Kim Walesh, Chief Strategist and Director of Economic Development for San Jose, gave a compelling argument for the pent up growth needs in the area and the desire to work together with surrounding cities to make Silicon Valley, regardless of city limits, the place for thriving high wage jobs. Ms. Walesh discussed the changing demographics of the area, which are projected to dramatically effect housing and workspace needs going forward.
Two segments of the population projected for dramatic growth are single, educated, under 35, professionals and the aging demographic moving into active retirement living. Highly visible national sports teams, cultural centers, effective mass transit and small single bedroom/studio apartment living spaces are all regarded as important factors in the competitive development of San Jose.
One of Ms. Walesh’s most humorous, and perhaps telling, comments reminding us of the time in our youth when we all just couldn’t wait to get our driver’s licenses. We dreamt about it, clipped pictures of our favorite cars and pestered our parents. However, the generation coming up wants to avoid driving and seems to do everything possible to delay getting that once coveted driver’s license. This generation overwhelmingly wishes to live close to work in small low maintenance units.
Ruth Shikada, Economic Development Officer at City of Santa Clara, echoed much of Ms. Walesh’s assessments and added that the city is working hard on the new stadium build and there will likely be some delays in services throughout the city departments as they work hard to meet deadlines on the build. The term “halo effect” was referenced several times in relationship to the larger projects in the area namely the new 49er stadium. The surrounding cities are fielding inquiries related to growth in supporting services such as hotels and hospitality. Ms. Shikada referenced that transportation issues around the stadium are the most pressing issues to be addressed in the coming months.
Connie Verceles, Economic Development Manager at the City of Sunnyvale, came with a message of service. Ms. Verceles presented strongly that the core focus of the city from the top down is to provide excellent service in all dealing with the public and business communities. Ms. Verceles noted that their most interesting and exciting trend has been the growth in manufacturing and R&D. Automotive R&D is very much alive in Sunnyvale with BMW, Audi and Nissan creating a presence in the market.
Overall the general consensus was that good growth is here and continuing. Solid mass transit options linking multiple types of transportation modes is critical to the overall success of growth initiatives and will require a collaborative effort of great proportion to get to the right solutions in place.
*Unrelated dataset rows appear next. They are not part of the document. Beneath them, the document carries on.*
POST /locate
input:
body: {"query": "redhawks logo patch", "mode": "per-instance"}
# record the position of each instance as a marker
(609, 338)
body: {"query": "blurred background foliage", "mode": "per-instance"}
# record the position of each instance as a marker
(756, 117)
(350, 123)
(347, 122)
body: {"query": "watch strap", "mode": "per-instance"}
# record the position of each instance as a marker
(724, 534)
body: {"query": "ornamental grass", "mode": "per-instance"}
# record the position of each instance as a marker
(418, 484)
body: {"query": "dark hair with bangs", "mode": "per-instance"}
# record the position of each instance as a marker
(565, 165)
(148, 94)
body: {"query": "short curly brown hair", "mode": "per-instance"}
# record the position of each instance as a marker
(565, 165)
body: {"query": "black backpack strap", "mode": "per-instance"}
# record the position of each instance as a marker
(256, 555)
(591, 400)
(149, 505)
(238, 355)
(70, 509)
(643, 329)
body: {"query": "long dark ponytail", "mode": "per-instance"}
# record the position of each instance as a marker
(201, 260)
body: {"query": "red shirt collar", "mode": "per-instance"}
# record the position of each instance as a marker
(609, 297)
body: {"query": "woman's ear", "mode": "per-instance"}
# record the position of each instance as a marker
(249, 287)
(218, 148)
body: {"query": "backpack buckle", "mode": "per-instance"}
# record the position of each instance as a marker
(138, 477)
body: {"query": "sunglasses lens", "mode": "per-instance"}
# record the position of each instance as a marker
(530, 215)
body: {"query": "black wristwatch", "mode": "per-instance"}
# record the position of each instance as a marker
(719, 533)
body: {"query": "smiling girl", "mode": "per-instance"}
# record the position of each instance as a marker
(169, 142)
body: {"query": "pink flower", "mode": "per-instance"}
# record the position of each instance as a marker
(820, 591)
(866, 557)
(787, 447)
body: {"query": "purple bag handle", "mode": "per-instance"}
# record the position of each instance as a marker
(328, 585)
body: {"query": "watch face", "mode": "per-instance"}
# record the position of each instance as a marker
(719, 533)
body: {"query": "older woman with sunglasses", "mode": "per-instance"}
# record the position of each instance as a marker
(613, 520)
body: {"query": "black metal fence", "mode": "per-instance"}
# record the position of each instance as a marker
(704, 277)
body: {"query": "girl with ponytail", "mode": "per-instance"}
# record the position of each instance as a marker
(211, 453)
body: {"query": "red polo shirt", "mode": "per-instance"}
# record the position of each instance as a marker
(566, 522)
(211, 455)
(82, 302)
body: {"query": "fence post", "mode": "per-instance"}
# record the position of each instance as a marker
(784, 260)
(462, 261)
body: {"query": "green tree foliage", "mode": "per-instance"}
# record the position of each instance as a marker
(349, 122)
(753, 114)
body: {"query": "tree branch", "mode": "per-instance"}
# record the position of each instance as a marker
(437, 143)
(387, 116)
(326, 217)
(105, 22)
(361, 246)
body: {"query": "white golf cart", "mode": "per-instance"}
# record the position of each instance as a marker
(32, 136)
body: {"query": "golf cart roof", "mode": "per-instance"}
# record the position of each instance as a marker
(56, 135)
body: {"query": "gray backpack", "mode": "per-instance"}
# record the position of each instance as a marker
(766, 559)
There was one somber note in the lively discussion: Each member of the panel responded to a question from the audience inquiring how each city is dealing with the absence of the Redevelopment Agency dissolved in early 2012. To which there were no good answers other than they are doing the best they can with what little is offered through the federal government in relation to incentives for affordable housing builds.
The CREW Silicon Valley board put together an outstanding lunch hosted at the Capital Club in San Jose with a lively and informative panel. The even was well attended with an estimated 120 attendees. It was a great honor to be the program sponsor for such an exceptional event.